Mixed-Symmetry Shell-Model Calculations

TL;DR

This paper introduces an oblique-basis shell-model theory combining traditional and collective configurations, applied to nuclei like $^{24}$Mg and $^{48}$Cr, showing potential for complex nuclear structure calculations.

Contribution

It presents a novel oblique-basis shell-model approach that integrates different symmetry configurations for improved nuclear structure modeling.

Findings

The method successfully describes $^{24}$Mg with realistic interactions.

Enhanced B(E2) values observed despite SU(3) symmetry breaking.

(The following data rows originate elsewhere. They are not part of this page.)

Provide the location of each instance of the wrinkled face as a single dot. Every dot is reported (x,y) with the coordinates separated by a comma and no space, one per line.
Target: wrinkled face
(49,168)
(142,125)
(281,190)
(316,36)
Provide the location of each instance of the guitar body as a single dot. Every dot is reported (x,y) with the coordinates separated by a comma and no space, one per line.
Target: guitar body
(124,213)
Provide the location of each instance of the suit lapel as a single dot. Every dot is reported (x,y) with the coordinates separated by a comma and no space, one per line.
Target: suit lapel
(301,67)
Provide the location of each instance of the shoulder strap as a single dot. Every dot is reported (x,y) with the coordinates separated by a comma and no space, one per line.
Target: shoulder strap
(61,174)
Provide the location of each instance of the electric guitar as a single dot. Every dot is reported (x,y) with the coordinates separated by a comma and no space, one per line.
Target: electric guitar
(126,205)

Potential applicability to complex nuclei with competing degrees of freedom.

Abstract

The one-dimensional harmonic oscillator in a box problem is used to introduce the concept of an oblique-basis shell-model theory. The method is applied to nuclei by combining traditional spherical shell-model states with SU(3) collective configurations. An application to $^{24}$Mg, using the realistic two-body interaction of Wildenthal, is used to explore the validity of this oblique-basis, mixed-symmetry shell-model concept. The applicability of the theory to the lower pf-shell nuclei $^{44-48}$Ti and $^{48}$Cr using the Kuo-Brown-3 interaction is also discussed. While these nuclei show strong SU(3) symmetry breaking due mainly to the single-particle spin-orbit splitting, they continue to yield enhanced B(E2) values not unlike those expected if the symmetry were not broken. Other alternative basis sets are considered for future oblique-basis shell-model calculations. The results suggest that an oblique-basis, mixed-symmetry shell-model theory may prove to be useful in situations where competing degrees of freedom dominate the dynamics.